Cogito Ergo Non Serviam

Five Major Banks Cut Deal on Mortgage Abuses

Five of the biggest mortgage lenders in the US have cut a deal with the Feds and 49 state attorneys general in a settlement over lending abuses. Bank of America Corp, Wells Fargo & Co, JPMorgan Chase & Co, Citigroup Inc. and Ally Financial Inc. will cough up around $25 billion in total to get a pass on civil government claims against them for faulty foreclosures and mishandling of loan modification requests. This is not bad, but there were numerous crimes committed, and people need to go to jail.

According to Reuters, "Under the settlement, roughly 750,000 borrowers who lost their homes to foreclosure between 2008 and 2011 can expect to receive a $2,000 cash payment. The banks would also provide $17 billion in principal reduction and loan modifications for delinquent borrowers who are facing foreclosure. The deal includes $3 billion to help borrowers who are current on their mortgage payments but unable to refinance because they owe more than their homes are worth. Further, banks agreed to new servicing standards, including stricter oversight of foreclosure processing and a single-point-of-contact for borrowers."

The economic impact of this arrangement will do little to get the housing market in the US sorted out, and by extension get the economy booming again. While about a million homeowners are going to benefit from reduction of the principal they owe, about ten times that number have a mortgage greater than the value of their home (so-called underwater mortgages). Families that lost their homes will probably appreciate the $2,000 cash payment, but a couple months' rent won't make up for the theft of their homes.

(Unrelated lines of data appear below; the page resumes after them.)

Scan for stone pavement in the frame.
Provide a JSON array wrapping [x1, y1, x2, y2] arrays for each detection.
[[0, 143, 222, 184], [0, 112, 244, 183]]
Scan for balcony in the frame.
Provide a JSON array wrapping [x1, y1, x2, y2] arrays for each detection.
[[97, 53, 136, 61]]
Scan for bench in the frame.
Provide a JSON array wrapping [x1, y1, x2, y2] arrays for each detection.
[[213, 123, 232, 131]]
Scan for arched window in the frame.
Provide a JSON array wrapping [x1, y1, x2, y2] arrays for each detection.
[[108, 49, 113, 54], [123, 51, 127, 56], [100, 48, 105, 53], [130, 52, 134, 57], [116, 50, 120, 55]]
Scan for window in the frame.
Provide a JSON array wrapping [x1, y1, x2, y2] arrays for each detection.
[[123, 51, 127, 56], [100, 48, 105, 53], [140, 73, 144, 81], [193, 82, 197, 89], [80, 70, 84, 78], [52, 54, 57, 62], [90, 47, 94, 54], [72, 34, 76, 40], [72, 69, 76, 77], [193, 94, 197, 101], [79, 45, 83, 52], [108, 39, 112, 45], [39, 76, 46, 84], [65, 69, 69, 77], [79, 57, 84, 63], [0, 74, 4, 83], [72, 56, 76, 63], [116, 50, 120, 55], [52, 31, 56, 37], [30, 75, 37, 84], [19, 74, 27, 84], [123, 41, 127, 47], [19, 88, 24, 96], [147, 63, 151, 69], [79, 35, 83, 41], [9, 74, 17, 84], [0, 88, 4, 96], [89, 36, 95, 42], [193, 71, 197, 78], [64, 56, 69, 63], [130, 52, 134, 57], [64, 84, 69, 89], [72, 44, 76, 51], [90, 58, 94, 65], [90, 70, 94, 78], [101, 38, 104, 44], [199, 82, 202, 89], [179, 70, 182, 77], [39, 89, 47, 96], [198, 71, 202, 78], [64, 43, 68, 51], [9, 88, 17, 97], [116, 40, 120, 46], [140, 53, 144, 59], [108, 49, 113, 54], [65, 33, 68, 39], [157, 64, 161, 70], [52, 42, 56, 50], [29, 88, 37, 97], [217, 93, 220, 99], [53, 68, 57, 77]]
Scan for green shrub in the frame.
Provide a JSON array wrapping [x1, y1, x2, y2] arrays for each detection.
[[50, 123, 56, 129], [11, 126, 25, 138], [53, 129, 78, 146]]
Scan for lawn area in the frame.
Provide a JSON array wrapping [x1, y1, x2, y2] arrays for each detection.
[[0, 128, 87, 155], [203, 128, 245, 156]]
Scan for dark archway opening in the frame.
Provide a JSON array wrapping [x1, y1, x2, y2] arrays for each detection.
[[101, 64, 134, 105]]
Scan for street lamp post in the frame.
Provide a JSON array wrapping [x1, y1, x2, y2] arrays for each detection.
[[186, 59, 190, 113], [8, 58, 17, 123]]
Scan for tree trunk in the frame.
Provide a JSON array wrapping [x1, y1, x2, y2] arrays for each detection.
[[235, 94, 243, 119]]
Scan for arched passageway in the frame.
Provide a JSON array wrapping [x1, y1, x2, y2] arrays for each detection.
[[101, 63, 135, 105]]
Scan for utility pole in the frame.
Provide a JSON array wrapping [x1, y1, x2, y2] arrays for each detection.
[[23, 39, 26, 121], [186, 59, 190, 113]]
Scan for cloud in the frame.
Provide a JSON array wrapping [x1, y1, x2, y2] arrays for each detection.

The term is "theft by fraud" and what these banks did was clearly illegal in numerous cases. The Washington Post stated, "The banks faced a public uproar in late 2010 when it became clear that the legal paperwork they had filed in numerous foreclosures included flawed and fraudulent documentation. In many cases, because of the way in which loans were hastily packaged and sold to investors, banks had difficulty verifying ownership of the underlying mortgages."

USAToday reported "Some [bank] employees signed papers they hadn't read or used fake signatures to speed foreclosures -- an action known as robo-signing." In other words, they forged documents and those documents were used to throw people out of their homes through foreclosure. If a single person had done this, it would be bad. It was, however, standard practice and even unwritten bank policy. That means it was a conspiracy, the practice violated the RICO Act. In addition to the usual penalties for fraud, forgery and perjury, the banks should be on the hook for triple damages as per RICO. However, that would destroy the US banking system, so perhaps, this settlement is in the public interest.

Nevertheless, individuals who committed these acts should face jail time. Bankers awarding themselves huge bonuses despite losing billions is bad, but unethical is not the same as illegal. What happened in robo-signing was illegal. Faking a signature on a legal document is against the law, and it is not an arcane legal point. Even a school kid knows trouble follows from putting someone else's name on a piece of paper. The only way to ensure this does not happen again is to arrest, try and jail the forgers.